Este ano vai ser diferente. Por isso não tenho actualizado muito isto aqui. Conto com apenas uma semana de férias, mas neste pouco tempo aproveitei para fazer exercício todos os dias, visitei restaurantes na baixa que estavam na lista, fui ao cinema, passei um dia fora da cidade, fui a praia quase todas as manhãs e iniciei a leitura de um livro de Saramago. Pelo caminho voltei desgraçadamente ao meu vício de teenager, jogar Sims (eu sei, vergonha, mas eu tenho um problema), e tenho ficado até às tantas colada ao computador. Não devo, bem sei, até porque já começo a sentir o efeito de ir dormir tarde e acordar cedo para ir à praia. Vou tentar não abusar tanto esta semana.

Cheira-me que este vai ser um verão em grande. Para já, estou entusiasmada. A ver se assim se mantém.

terça-feira, 8 de julho de 2014

Balanço do segundo ano

Tal como fiz o ano passado, com o término do segundo ano chega a altura de fazer o balanço do mesmo. Fiquem então com o resumo daquele que foi, até agora, o ano mais cansativo da minha vida.

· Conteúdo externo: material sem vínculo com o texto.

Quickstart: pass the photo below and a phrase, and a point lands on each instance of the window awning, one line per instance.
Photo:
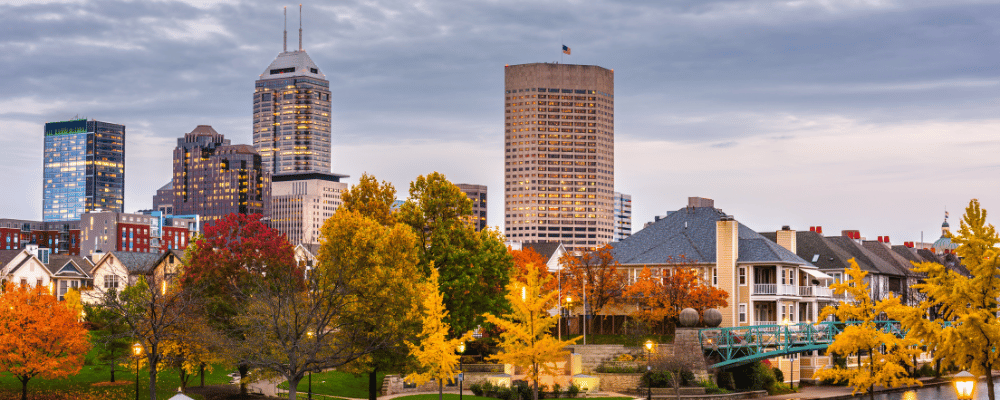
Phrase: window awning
(817, 274)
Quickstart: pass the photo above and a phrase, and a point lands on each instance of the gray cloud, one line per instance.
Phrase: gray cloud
(735, 83)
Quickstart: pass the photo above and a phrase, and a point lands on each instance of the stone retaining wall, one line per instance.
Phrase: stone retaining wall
(619, 382)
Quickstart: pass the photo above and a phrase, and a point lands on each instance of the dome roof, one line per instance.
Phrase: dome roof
(944, 244)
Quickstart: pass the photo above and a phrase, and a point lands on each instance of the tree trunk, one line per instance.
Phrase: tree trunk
(243, 374)
(989, 383)
(24, 387)
(293, 388)
(152, 380)
(372, 383)
(535, 394)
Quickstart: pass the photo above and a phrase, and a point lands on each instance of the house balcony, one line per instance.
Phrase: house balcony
(775, 289)
(815, 291)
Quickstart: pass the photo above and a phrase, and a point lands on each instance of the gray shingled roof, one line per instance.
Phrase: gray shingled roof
(58, 262)
(544, 249)
(902, 266)
(690, 233)
(867, 260)
(819, 251)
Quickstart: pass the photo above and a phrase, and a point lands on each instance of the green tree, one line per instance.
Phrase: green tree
(527, 340)
(111, 337)
(435, 354)
(371, 199)
(882, 357)
(388, 301)
(470, 263)
(966, 332)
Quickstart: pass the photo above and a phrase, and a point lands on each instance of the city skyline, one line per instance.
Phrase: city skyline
(867, 116)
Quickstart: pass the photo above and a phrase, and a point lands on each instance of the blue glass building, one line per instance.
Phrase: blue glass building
(83, 170)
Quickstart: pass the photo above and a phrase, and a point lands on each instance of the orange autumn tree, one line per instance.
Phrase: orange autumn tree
(660, 298)
(39, 336)
(528, 259)
(596, 274)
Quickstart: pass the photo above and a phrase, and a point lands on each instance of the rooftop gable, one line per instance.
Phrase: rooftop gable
(690, 234)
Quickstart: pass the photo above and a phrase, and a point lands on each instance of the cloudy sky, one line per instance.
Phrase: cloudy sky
(871, 115)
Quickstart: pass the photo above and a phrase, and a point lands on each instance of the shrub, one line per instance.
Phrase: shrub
(659, 379)
(687, 378)
(505, 393)
(524, 390)
(712, 388)
(573, 390)
(476, 389)
(725, 379)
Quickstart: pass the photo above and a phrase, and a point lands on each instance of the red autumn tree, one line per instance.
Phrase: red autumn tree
(528, 259)
(39, 336)
(236, 253)
(597, 274)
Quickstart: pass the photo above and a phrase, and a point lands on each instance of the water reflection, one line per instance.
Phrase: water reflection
(944, 392)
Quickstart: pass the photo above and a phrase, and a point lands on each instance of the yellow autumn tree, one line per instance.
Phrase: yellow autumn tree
(39, 336)
(526, 340)
(881, 356)
(436, 353)
(966, 330)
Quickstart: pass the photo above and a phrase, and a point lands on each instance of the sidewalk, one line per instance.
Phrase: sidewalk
(845, 392)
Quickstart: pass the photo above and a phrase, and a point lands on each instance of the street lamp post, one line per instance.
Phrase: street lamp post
(309, 393)
(649, 372)
(461, 375)
(137, 351)
(965, 384)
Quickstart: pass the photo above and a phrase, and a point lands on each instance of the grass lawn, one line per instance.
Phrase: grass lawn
(449, 396)
(336, 383)
(79, 386)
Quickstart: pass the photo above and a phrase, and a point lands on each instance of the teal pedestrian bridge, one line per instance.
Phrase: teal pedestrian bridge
(745, 344)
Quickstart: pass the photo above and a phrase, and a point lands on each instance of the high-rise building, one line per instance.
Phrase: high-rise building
(301, 203)
(84, 168)
(623, 216)
(213, 178)
(477, 194)
(560, 154)
(291, 113)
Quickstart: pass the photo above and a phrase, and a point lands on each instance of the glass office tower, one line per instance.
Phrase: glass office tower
(83, 170)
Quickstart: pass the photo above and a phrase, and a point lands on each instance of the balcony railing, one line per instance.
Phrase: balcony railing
(765, 288)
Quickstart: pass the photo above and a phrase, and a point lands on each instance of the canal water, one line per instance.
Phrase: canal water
(944, 392)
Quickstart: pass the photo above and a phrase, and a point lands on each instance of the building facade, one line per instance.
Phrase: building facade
(623, 216)
(301, 203)
(213, 178)
(291, 119)
(83, 168)
(477, 195)
(559, 154)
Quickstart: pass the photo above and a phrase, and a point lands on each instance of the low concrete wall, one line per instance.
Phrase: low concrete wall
(619, 382)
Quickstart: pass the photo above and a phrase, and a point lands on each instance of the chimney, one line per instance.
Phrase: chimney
(699, 202)
(726, 253)
(786, 238)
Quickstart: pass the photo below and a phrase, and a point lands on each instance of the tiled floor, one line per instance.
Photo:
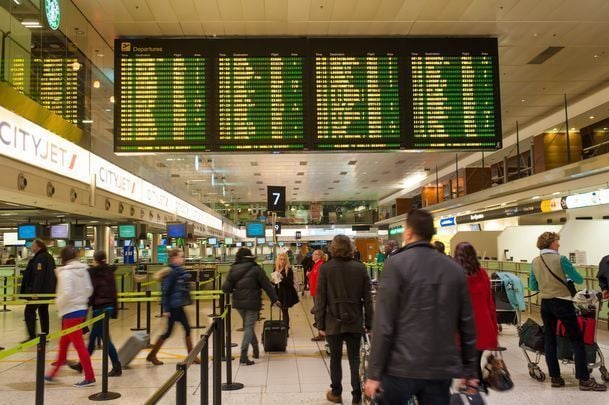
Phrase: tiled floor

Segundo ano de Medicina: Concluído;

Cadeiras deixadas para trás: nenhuma (não sei se já vos disse, mas deixar uma cadeira para trás nesta faculdade significa chumbar de ano e ficar um ano inteiro a fazer a cadeira que falta);

Cadeira preferida: Bloco de Cardio-Respiratório;

Cadeira preterida: Bloco de Aparelho Digestivo (ainda detestei mais do que Nervoso no ano passado, imaginem lá);

Horas desperdiçadas: Não muitas, infelizmente este ano não tive muito tempo para procrastinar, coisa que adoro;

Horas passadas a estudar: Demasiadas. A má organização do ano implicou estudo no dia de Natal, dia de ano novo, Páscoa, etc. Acho, sinceramente, que não houve um único dia em que não pensasse nos livros, para minha tristeza;

Professor/a preferido/a: O Cavaco (pasmem-se! Mas acabei por desenvolver um certo afecto pelo senhor);

Professor/a preterido/a: Isabel Neto... (Nunca vos falei dela mas a mulher é simplesmente desprezível);

Professor/a mais giro/a: Nenhum. Constata-se que este ponto continua igual ao do ano passado. Cheira-me que continuará assim até ao final do curso, com grande pena minha;

Professor/a mais feio/a: Todos? Esta faculdade não prima, definitivamente, pela beleza dos seus docentes.

Este ano foi, como já disse várias vezes, cansativo, exaustivo, e por vezes emocionalmente complicado. Apesar de já andar nestas andanças há dois anos, por vezes uma pessoa vai abaixo, só quer ficar em casa e deixar de fazer estas viagens de 270km todas as semanas. Esta vida itinerante não é fácil, mas gosto de pensar que já só faltam 4 anos e que o pior já passou.

Aguarda-me o terceiro ano, aquele que todos temem, o ano da morte, dos reprovanços em massa, das quedas de notas a pique, do "salve-se quem puder".

Por agora vou aproveitar as férias, descansar, e em Setembro logo se pensa nisso.